Comparative Molecular Genetics of SBP-box Genes
SBP-Box Genes: A Family of Plant-Specific Transcription Factors
SBP-box genes, which are the central interest of the group, code for transcription factors that are ubiquitous in photosynthetic organisms ranging from algae to trees. Plants generally display remarkable developmental plasticity. However, the degree of phenotypic variation in different environments remains limited by developmental homeostasis. Recent studies indicate that SBP-box genes play central roles in controlling certain homeostatic processes. SBP-box genes seem not only to be involved in maintaining, but also in overcoming, the limits imposed by homeostasis as required to allow developmental phase changes.
In the short term, the unique opportunities for reverse genetics offered by the model species Arabidopsis thaliana are being exploited to assign functions to SBP-box genes, (known in Arabidopsis as SPL genes), and to integrate them in regulatory networks. In the long term, comparative genetics of SBP-box genes should contribute to a better understanding of the molecular, genetic and evolutionary mechanisms that drive plant diversification and distribution in relation to ecological factors.
Acting at the interphase between homeostasis and phase change, SBP-box genes may lead to better understanding plant diversification.
SBP-box Genes and the Vegetative to Reproductive Phase Change
In recent years, numerous small RNAs, known as microRNAs, have emerged as important regulatory components in different aspects of plant development. In Arabidopsis, eleven out of the seventeen SPL genes are targeted by the microRNA miR156. The interaction also found in the moss Physcomitrella and thus reflects an evolutionary ancient feature. In Arabidopsis, this interplay has turned out to be highly relevant for shoot maturation and flowering. In these developmental processes, several miR156 targeted SPL genes act redundantly in controlling the juvenile-to-adult phase transition, which renders plants sensitive to photoperiodic induction of flowering. Disruption of particular SPL genes prolongs the juvenile phase, whereas precocious expression of others cause early flowering. Ongoing research seeks to link these SBP-box genes to known flowering pathways.
SBP-box Genes and Fertility
Not all SBP-box genes in Arabidopsis are under the control of miR156. One of these, the SBP-box gene SPL8, has been found to exert its function within the reproductive organs of the flower.
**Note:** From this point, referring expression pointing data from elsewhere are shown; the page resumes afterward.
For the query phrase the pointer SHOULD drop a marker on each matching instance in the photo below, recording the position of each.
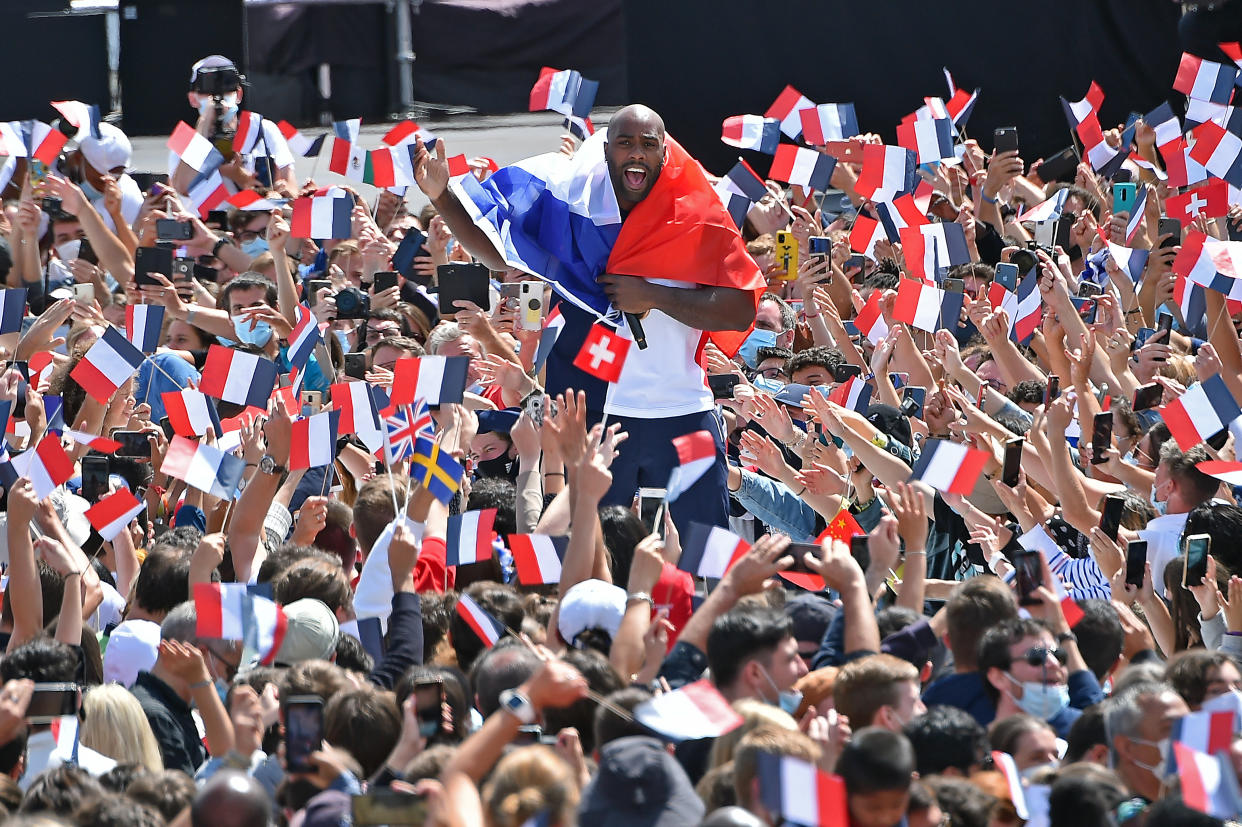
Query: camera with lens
(217, 82)
(352, 303)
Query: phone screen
(1101, 437)
(303, 732)
(1135, 563)
(1012, 461)
(1110, 518)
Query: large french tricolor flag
(239, 378)
(470, 538)
(752, 132)
(107, 365)
(480, 620)
(143, 323)
(709, 550)
(436, 380)
(689, 713)
(949, 467)
(537, 558)
(1205, 80)
(558, 219)
(788, 108)
(801, 792)
(1204, 410)
(829, 122)
(696, 455)
(204, 467)
(313, 442)
(113, 513)
(190, 412)
(925, 307)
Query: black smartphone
(722, 385)
(1195, 563)
(1110, 518)
(152, 260)
(86, 252)
(1173, 229)
(913, 399)
(429, 699)
(1052, 390)
(355, 365)
(1005, 139)
(860, 549)
(1148, 396)
(133, 443)
(463, 282)
(383, 281)
(1012, 463)
(1027, 578)
(843, 373)
(303, 732)
(95, 478)
(1135, 563)
(1101, 437)
(388, 806)
(52, 700)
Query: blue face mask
(255, 247)
(260, 335)
(756, 339)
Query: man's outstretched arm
(431, 175)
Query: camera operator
(216, 91)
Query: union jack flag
(404, 427)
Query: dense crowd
(901, 504)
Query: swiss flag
(602, 354)
(1210, 200)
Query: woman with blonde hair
(114, 725)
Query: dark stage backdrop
(699, 61)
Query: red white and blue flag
(829, 122)
(752, 132)
(437, 380)
(113, 513)
(204, 467)
(693, 712)
(564, 91)
(788, 108)
(538, 558)
(801, 792)
(313, 441)
(1202, 411)
(470, 537)
(143, 323)
(480, 621)
(802, 167)
(239, 378)
(696, 456)
(107, 365)
(950, 467)
(709, 550)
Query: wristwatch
(267, 466)
(518, 705)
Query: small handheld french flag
(107, 365)
(143, 323)
(470, 538)
(709, 550)
(113, 513)
(537, 558)
(481, 622)
(239, 378)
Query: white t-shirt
(665, 379)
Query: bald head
(635, 153)
(231, 799)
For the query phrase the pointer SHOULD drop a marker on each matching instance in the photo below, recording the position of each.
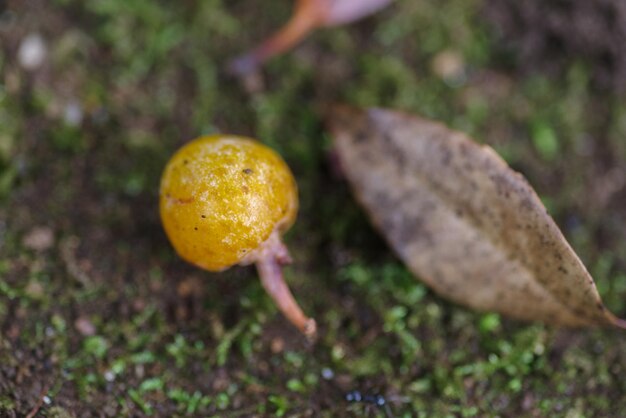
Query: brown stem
(270, 272)
(307, 16)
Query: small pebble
(40, 238)
(327, 373)
(84, 326)
(449, 66)
(32, 52)
(73, 113)
(277, 345)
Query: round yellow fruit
(222, 196)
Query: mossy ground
(104, 320)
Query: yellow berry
(222, 196)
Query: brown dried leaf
(462, 220)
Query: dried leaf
(307, 16)
(462, 220)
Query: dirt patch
(548, 35)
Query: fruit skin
(222, 196)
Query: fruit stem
(271, 274)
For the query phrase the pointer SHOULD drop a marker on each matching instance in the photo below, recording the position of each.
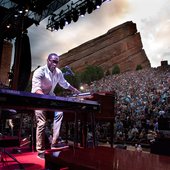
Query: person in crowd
(44, 81)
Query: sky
(152, 18)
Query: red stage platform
(104, 158)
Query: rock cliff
(121, 45)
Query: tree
(116, 69)
(138, 67)
(91, 73)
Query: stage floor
(104, 158)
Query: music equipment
(22, 100)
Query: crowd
(141, 98)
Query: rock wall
(121, 45)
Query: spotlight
(56, 26)
(98, 3)
(82, 11)
(90, 7)
(75, 15)
(68, 19)
(62, 23)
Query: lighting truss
(72, 13)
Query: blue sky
(152, 18)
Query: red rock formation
(121, 45)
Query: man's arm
(74, 90)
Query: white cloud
(151, 17)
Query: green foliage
(91, 73)
(116, 69)
(138, 67)
(107, 73)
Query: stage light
(90, 7)
(56, 26)
(98, 3)
(68, 19)
(62, 23)
(82, 11)
(75, 15)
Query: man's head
(52, 61)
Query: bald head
(53, 56)
(52, 61)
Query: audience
(141, 99)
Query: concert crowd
(141, 99)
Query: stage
(104, 158)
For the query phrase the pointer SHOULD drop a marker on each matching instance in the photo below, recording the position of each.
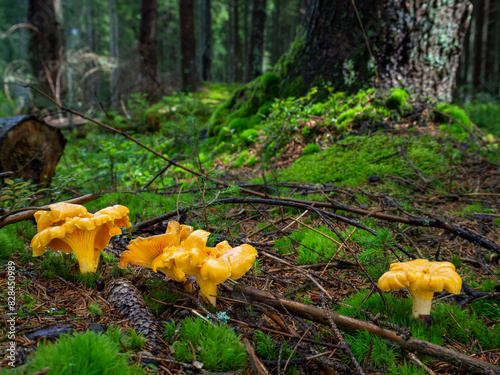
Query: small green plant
(220, 348)
(128, 338)
(162, 295)
(451, 321)
(108, 257)
(405, 369)
(81, 353)
(240, 160)
(267, 348)
(95, 309)
(381, 355)
(310, 149)
(375, 257)
(13, 240)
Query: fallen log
(29, 148)
(346, 323)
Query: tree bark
(255, 51)
(47, 47)
(236, 42)
(479, 46)
(190, 77)
(30, 148)
(412, 43)
(148, 69)
(206, 39)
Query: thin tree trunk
(190, 77)
(276, 37)
(478, 44)
(206, 39)
(47, 47)
(255, 51)
(148, 69)
(496, 90)
(229, 43)
(88, 14)
(246, 29)
(236, 42)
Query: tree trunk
(30, 148)
(190, 77)
(479, 46)
(276, 35)
(412, 43)
(148, 69)
(47, 51)
(255, 51)
(206, 39)
(236, 42)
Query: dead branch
(472, 365)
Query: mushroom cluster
(422, 278)
(71, 228)
(184, 252)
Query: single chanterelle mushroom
(147, 252)
(210, 266)
(71, 228)
(422, 278)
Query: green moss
(381, 355)
(450, 321)
(269, 83)
(330, 164)
(454, 120)
(295, 88)
(251, 161)
(249, 136)
(219, 347)
(311, 148)
(397, 100)
(240, 160)
(13, 240)
(238, 124)
(265, 108)
(82, 353)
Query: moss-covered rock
(311, 148)
(397, 100)
(455, 121)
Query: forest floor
(326, 226)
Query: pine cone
(127, 300)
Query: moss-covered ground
(380, 152)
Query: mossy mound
(454, 119)
(397, 100)
(361, 153)
(247, 106)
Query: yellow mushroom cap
(70, 228)
(240, 259)
(150, 252)
(421, 278)
(58, 213)
(217, 270)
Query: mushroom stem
(208, 290)
(82, 243)
(422, 302)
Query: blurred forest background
(108, 47)
(115, 48)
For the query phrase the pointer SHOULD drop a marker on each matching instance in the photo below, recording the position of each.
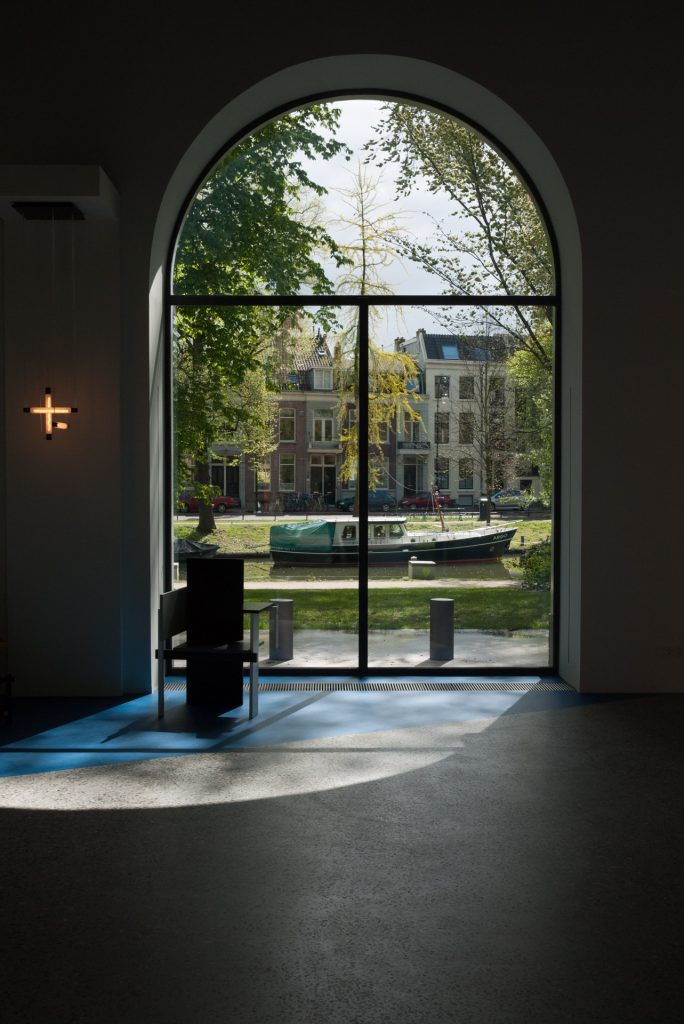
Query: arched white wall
(438, 85)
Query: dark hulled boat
(326, 542)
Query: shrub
(536, 566)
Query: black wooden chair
(210, 610)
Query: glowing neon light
(49, 411)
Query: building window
(287, 424)
(466, 387)
(466, 474)
(412, 429)
(441, 474)
(264, 474)
(497, 390)
(382, 471)
(441, 428)
(323, 380)
(466, 428)
(323, 424)
(287, 477)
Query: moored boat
(327, 542)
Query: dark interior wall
(131, 93)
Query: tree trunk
(207, 523)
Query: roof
(465, 347)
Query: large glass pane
(455, 580)
(264, 467)
(362, 197)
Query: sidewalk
(411, 648)
(374, 584)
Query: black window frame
(365, 302)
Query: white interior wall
(598, 92)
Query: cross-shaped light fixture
(49, 411)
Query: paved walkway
(411, 648)
(373, 584)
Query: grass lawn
(400, 607)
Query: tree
(244, 236)
(494, 240)
(371, 247)
(533, 413)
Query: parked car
(379, 501)
(509, 498)
(424, 500)
(221, 503)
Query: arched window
(364, 320)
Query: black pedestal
(215, 593)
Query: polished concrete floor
(422, 857)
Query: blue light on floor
(131, 731)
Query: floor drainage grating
(404, 686)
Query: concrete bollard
(281, 630)
(441, 629)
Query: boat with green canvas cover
(329, 542)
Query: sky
(416, 217)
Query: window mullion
(362, 484)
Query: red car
(424, 500)
(222, 503)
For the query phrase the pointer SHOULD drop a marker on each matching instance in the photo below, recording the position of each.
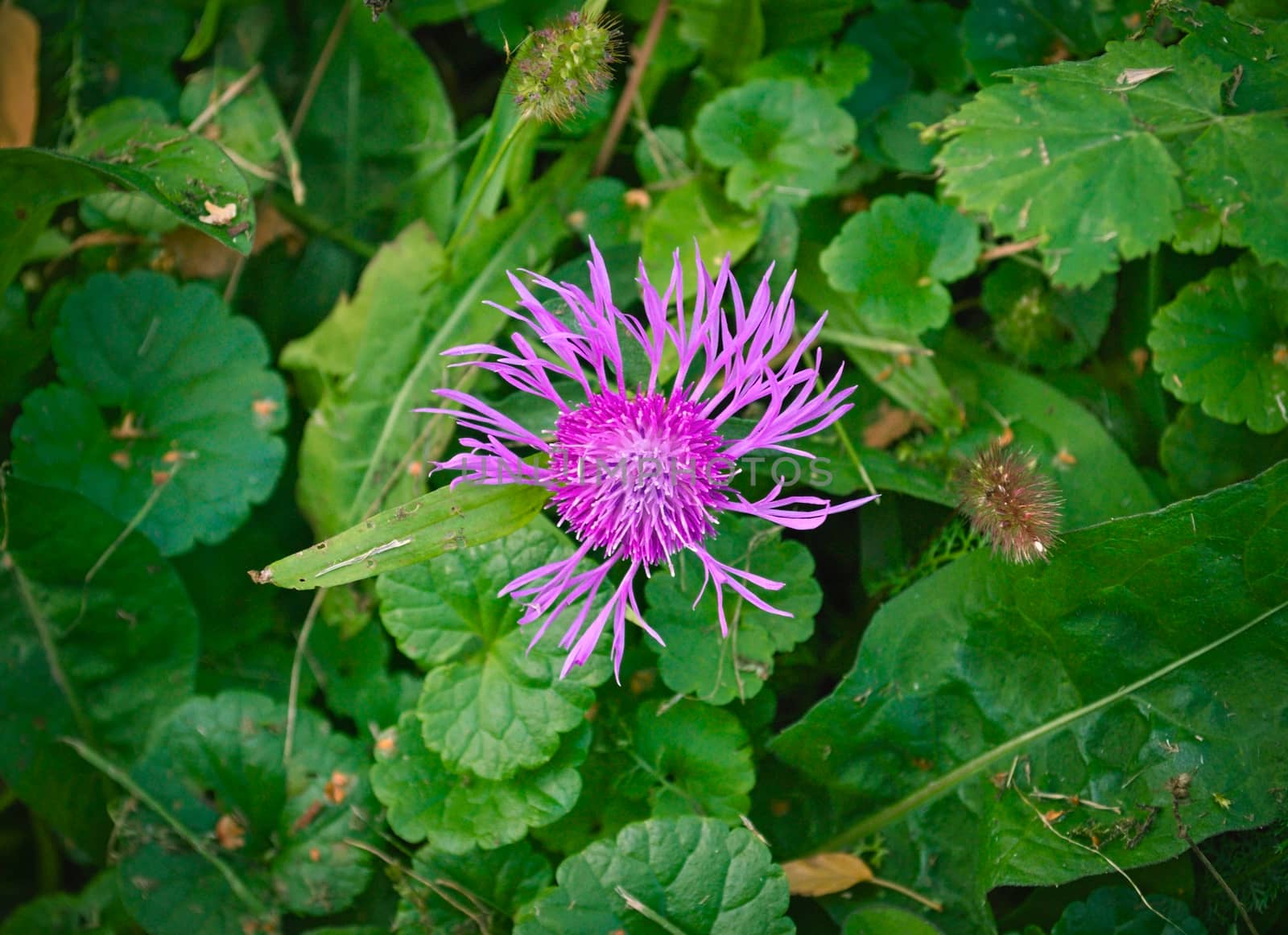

In particular, spl8 mutant flowers produce less pollen and set less seed. SPL8 expression is associated with the differentiation of the sporogenic tissues in the anthers, possibly in response to the plant hormone gibberellin. How SPL8 affects sporogenesis and why spl8 mutants are not completely sterile is currently being investigated as part of a project supported by the DFG.
SBP-box Genes and Copper homeostasis
Unlike SPL8 and the miR156 controlled SPL genes, the remaining SPL genes are more deeply conserved within green plants and expressed constitutively and in a wider range of tissues. In the single-celled alga Chlamydomonas, a key factor in nutritional copper signalling has been identified as a member of this subfamily of SBP-box genes. More recently, a homologous Arabidopsis gene, SPL7, was also found to play a central role in copper homeostasis. In collaboration with other groups specialized in the study of metal homeostasis, spl7 mutants are currently exploited to study plant growth under limiting copper availability.
Comparative studies will reveal whether the control over homeostatic responses and the regulation of growth transitions are common themes in SBP-box gene function in the plant kingdom, and whether they represent two sides of the same coin.